Remake é uma aula de adaptação, sem o charme do original
por Renato HermsdorffComo é sabido, Hollywood é uma indústria de entretenimento. Não só “uma”, mas a maior. Como consequência, muitas vezes, gera produções em massa, enquadradas em fórmulas, que resultam pasteurizadas. Como consequência (2), não é surpresa que os executivos queiram dar cor local (leia norte-americana) a experiências (produções) bem-sucedidas de outros países. É uma aposta que, como tal, pode funcionar ou não. O resultado depende do ponto de vista.
Até demorou para que a “Indústria” fizesse uma versão de O Segredo dos Seus Olhos, o (não é exagero dizer) unânime filme de 2009 escrito e dirigido por Juan José Campanella, Oscar de melhor longa-metragem estrangeiro. E o resultado é Olhos da Justiça que, guardadas as devidas proporções, é uma aula de adaptação – mais uma vez: para os padrões norte-americanos (o tal ponto de vista).
Por “proporções”, portanto, entenda basicamente as especificidades da sociedade dos EUA e, nesse sentido, Hollywood entrega um filme que, embora artisticamente aquém da obra na qual é inspirada (por sua vez, baseada no livro de Eduardo Sacheri) – é preciso dizer –, consegue transpor com competência os elementos culturais da Argentina ditatorial dos anos 1970 para a paranoia norte-americana pós 11 de setembro. E, claro, não espere um filme “político”, o foco, aqui, é um drama pessoal, como “eles” gostam de explorar.
Para quem não se lembra – ou não viu –, em O Segredo dos Seus Olhos, Ricardo Darín interpreta um homem recém aposentado do cargo de oficial de justiça que, com bastante tempo livre, se dedica a escrever um livro baseado no estupro e assassinato ocorrido em 1974 da esposa de Ricardo Morales (Pablo Rago).

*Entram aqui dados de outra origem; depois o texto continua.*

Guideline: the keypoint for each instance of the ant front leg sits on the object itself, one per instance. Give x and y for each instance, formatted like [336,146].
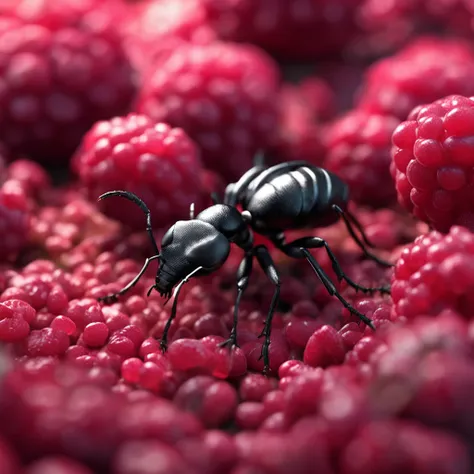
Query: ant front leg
[266,263]
[300,252]
[114,296]
[317,242]
[350,220]
[243,275]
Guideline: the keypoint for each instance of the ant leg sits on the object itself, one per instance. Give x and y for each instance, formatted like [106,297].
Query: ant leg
[114,296]
[164,337]
[243,275]
[349,219]
[268,266]
[135,199]
[316,242]
[259,158]
[326,281]
[215,198]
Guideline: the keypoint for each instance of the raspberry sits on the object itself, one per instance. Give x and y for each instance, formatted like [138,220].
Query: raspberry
[213,402]
[434,274]
[222,449]
[223,95]
[186,354]
[14,220]
[432,162]
[402,446]
[325,347]
[157,162]
[95,334]
[153,25]
[57,465]
[254,387]
[47,342]
[250,415]
[9,462]
[303,395]
[293,29]
[150,376]
[358,150]
[137,456]
[416,75]
[34,179]
[299,136]
[62,71]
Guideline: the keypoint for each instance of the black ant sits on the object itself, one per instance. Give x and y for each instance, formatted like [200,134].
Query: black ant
[292,195]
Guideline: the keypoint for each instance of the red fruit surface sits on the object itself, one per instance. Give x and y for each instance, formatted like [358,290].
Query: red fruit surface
[57,465]
[416,75]
[62,70]
[223,95]
[434,273]
[158,163]
[153,26]
[358,151]
[14,219]
[213,402]
[299,134]
[325,347]
[433,164]
[293,29]
[392,447]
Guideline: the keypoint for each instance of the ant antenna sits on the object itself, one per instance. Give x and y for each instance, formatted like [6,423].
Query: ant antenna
[135,199]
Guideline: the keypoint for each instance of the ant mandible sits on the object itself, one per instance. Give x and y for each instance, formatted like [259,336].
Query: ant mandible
[287,196]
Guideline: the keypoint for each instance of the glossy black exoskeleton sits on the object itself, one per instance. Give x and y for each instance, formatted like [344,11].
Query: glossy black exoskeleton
[287,196]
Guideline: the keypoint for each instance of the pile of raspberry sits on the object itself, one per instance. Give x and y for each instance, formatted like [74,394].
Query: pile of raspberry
[173,100]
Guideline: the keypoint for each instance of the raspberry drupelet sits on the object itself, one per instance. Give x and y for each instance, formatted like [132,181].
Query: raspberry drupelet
[159,163]
[434,273]
[433,162]
[152,25]
[358,150]
[427,69]
[61,71]
[223,95]
[292,29]
[14,219]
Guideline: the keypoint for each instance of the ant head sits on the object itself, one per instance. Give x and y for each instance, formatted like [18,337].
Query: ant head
[186,246]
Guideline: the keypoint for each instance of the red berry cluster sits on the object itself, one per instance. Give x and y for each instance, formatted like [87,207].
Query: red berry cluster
[172,100]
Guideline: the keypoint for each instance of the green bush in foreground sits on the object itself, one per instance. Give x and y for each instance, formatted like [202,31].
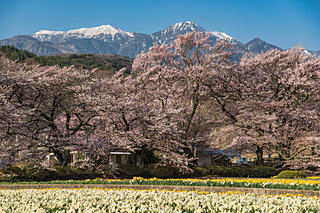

Decidido a encontrar o culpado, ele conta com a ajuda de um amigo, Pablo Sandoval (Guillermo Francella) e da ex-chefe Irene Menéndez Hastings (Soledad Villamil), por quem nutre uma paixão reprimida.
No remake escrito e dirigido por Billy Ray (mais conhecido por seu trabalho como roteirista, por filmes como Jogos Vorazes e Capitão Phillips), a transição temporal se dá entre a o atentado contra os prédios do World Trade Center em 2001 e os dias atuais. Investigador da seção antiterrorismo do FBI, Chiwetel Ejiofor assume o papel que coube a Darín; seu “parceiro” é Jess (Julia Roberts), parte direta envolvida na principal trama do filme, uma vez que é a filha dela a personagem brutalmente assassinada (foco no drama pessoal). E Nicole Kidman interpreta a chefe direta da equipe. Treze anos após o crime, Ray (Chiwetel) continua buscando pistas e finalmente parece ter encontrado um caminho para solucionar o caso.
São criativas, portanto, as soluções encontradas por Billy Ray para trazer esse ambiente para a “América” e o novo filme é um thriller que prende o espectador, mas cujo fim, por outro lado, não justifica o meio (o original ficou marcado por uma virada ao final da narrativa, estrutura que o novo filme repete, mas que não convém ser dissecada aqui, a fim de não revelar spoiler).
Apoiado na reunião de um elenco estelar, completado por Dean Norris (Breaking Bad), Michael Kelly (House of Cards) – ambos cabeludos nas cenas do passado – e Alfred Molina, o grande destaque é mesmo Julia Roberts. Desde Álbum de Família e The Normal Heart, a atriz vem encarando papéis livre de vaidade e deixando emergir o processo de atuação em si. Descontada uma aplicação de Botox aqui, outra ali, ela assume o ganho de idade – e valoriza a própria experiência acumulada – com decência e o tom de sua Jess, brincalhona, desesperada e calejada (nessa ordem) é um ótimo exemplo do quanto a atriz evoluiu artisticamente.
O que conta contra Os Olhos, ironicamente, é o fato de O Segredo existir. Sem o charme ou a poesia que tornam o predecessor um filme excepcional, em comparação, além de direcionar o espectador forçosamente para uma pista errada (“o fim não justifica o meio”), falta química na relação reprimida dos personagens de Ejiofor e Kidman – é protocolar, “pasteurizada”.
Mas, apesar das falhas, Olhos da Justiça não é meramente uma cópia de O Segredo dos Seus Olhos. E, aos olhos do público norte-americano, é, sim, uma aula de adaptação.